However some people did report that disabling block cloning entirely appeared to helped. So far we haven’t really found any reason why it would make a difference, other than at a distance by changing the timing - its faster to apply a clone than a write, because there’s no actual data to copy or write, so that allows more dirty dnodes and/or more transactions to be processed in a shorter amount of time. This alone means nothing, as the gap is still the same amount of time, but with other variables like hardware and workload, it could change it in the right way.

Another reason cloning was implicated was that the bug had been seen on FreeBSD. Its /bin/cp is not the Coreutils one, and doesn’t look for holes, but does call copy_file_range(), which hands off copying to the kernel to do the copy however it would like. This function has become known as “the cloning function” because the kernel might choose to service the copy via clones. However on FreeBSD it will also use lseek() under the hood to try to replicate holes in the file, and so can run into the same problem. copy_file_range() on Linux doesn’t do this, and that’s most peoples experience of cloning, leading to confusion.

That’s not to say there isn’t problems with block cloning at all - there’s a few known, which is why its currently disabled by default in OpenZFS releases. The upcoming 2.2.3 release will fix some significant issues with block cloning, and a comprehensive test suite is coming together. How block cloning became the whole thing it is, and the interaction with this and other issues in the public perception, is something I want to write more about, but this has gone on long enough.

History of a bug 🔗

This bug has a long history, as can be seen by reading multiple earlier patches that made changes around it. All had seen something wrong, but hadn’t fully understood it.

The proto-bug seems to go back even further, to a 2006 commit in early Sun ZFS. Among other changes, we see:

diff --git usr/src/uts/common/fs/zfs/dmu.c usr/src/uts/common/fs/zfs/dmu.c
index f883842dad..8119f1901f 100644
--- usr/src/uts/common/fs/zfs/dmu.c
+++ usr/src/uts/common/fs/zfs/dmu.c
@@ -1638,7 +1638,7 @@ dmu_offset_next(objset_t *os, uint64_t object, boolean_t hole, uint64_t *off)
         * we go trundling through the block pointers.
         */
        for (i = 0; i < TXG_SIZE; i++) {
-               if (dn->dn_dirtyblksz[i])
+               if (list_link_active(&dn->dn_dirty_link[i]))
                        break;
        }
        if (i != TXG_SIZE) {

This is where it changed the dnode dirty check from checking a property of the dnode itself to checking if the dnode was present on an external list.
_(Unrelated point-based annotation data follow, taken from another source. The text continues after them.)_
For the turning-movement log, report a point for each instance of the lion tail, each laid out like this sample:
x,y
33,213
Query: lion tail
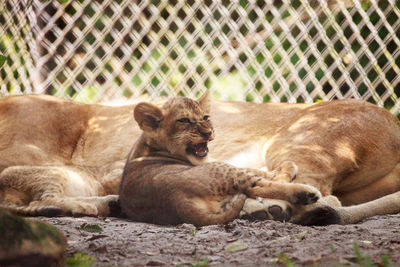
x,y
47,211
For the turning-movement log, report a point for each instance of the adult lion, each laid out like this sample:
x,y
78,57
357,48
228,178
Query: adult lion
x,y
348,149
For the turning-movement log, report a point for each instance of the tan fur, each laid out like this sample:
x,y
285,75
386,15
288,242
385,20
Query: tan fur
x,y
164,183
347,148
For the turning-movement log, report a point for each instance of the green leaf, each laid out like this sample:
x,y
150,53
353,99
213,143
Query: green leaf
x,y
92,228
80,260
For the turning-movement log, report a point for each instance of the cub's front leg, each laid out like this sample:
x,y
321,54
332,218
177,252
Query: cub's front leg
x,y
254,184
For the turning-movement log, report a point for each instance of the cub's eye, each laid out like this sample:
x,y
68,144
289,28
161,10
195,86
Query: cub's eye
x,y
184,120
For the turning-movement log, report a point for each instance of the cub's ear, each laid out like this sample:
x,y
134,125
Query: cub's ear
x,y
205,102
148,116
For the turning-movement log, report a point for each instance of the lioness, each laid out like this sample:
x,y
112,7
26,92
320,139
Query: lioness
x,y
61,157
166,179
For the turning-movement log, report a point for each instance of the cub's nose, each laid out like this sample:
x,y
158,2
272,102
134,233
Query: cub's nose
x,y
206,135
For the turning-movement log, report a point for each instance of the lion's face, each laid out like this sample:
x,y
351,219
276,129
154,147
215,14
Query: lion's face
x,y
182,127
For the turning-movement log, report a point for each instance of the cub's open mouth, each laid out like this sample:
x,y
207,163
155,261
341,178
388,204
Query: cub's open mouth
x,y
199,150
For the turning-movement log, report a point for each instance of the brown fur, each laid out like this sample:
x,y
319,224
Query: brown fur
x,y
348,149
164,183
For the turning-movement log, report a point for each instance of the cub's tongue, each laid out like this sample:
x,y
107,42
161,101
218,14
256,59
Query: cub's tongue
x,y
200,149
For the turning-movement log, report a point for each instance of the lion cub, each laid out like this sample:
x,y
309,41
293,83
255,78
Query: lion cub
x,y
167,179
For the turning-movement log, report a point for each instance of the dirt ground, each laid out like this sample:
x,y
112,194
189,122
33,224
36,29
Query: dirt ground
x,y
119,242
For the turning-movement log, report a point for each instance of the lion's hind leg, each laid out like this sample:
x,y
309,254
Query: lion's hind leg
x,y
44,191
210,210
266,209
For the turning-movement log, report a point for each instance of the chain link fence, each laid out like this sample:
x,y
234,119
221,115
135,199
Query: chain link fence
x,y
264,50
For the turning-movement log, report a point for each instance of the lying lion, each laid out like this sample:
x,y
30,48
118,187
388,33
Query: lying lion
x,y
61,157
166,179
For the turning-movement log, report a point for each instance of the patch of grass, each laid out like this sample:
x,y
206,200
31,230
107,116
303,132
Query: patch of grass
x,y
80,260
2,60
92,228
365,260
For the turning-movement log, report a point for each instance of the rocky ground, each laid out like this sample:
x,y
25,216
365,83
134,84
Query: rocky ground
x,y
118,242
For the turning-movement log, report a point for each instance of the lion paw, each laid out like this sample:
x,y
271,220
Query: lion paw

That alone is not a bug; it might be that there’s something else preventing the off-list gap being hit (eg another lock), so maybe the bug was never in this version of ZFS. What has changed is that its no longer possible to understand the dirty state directly; its now reliant on what’s happening elsewhere in the system.

I’m not really blaming anyone - complex problems sometimes require complex solutions! Its just one of those things that the details of are long forgotten, so its on the reader to make sure they understand it, without much external guidance. There’s more to say about this, but not here.

Turn tape over 🔗

In the end its not a data corruption bug as such, but possibly that’s splitting hairs. As you see though, it has existed a long long time, and is fiendishly difficult to hit in almost all real-world scenarios, and even harder to hit undetected. It does reinforce the standard mantras about storage though: take backups, test your backups.

I’ll never exactly be happy about a data-loss bug, but what I am happy about is the way that a whole group of people appeared over a holiday weekend and worked together to solve an ancient mystery. I loved being a part of it, and I’m now looking for ways to get that happening in more proactive and less desperate situations.

That’s all for now. Hopefully more soon about all the other thoughts I had while working on this!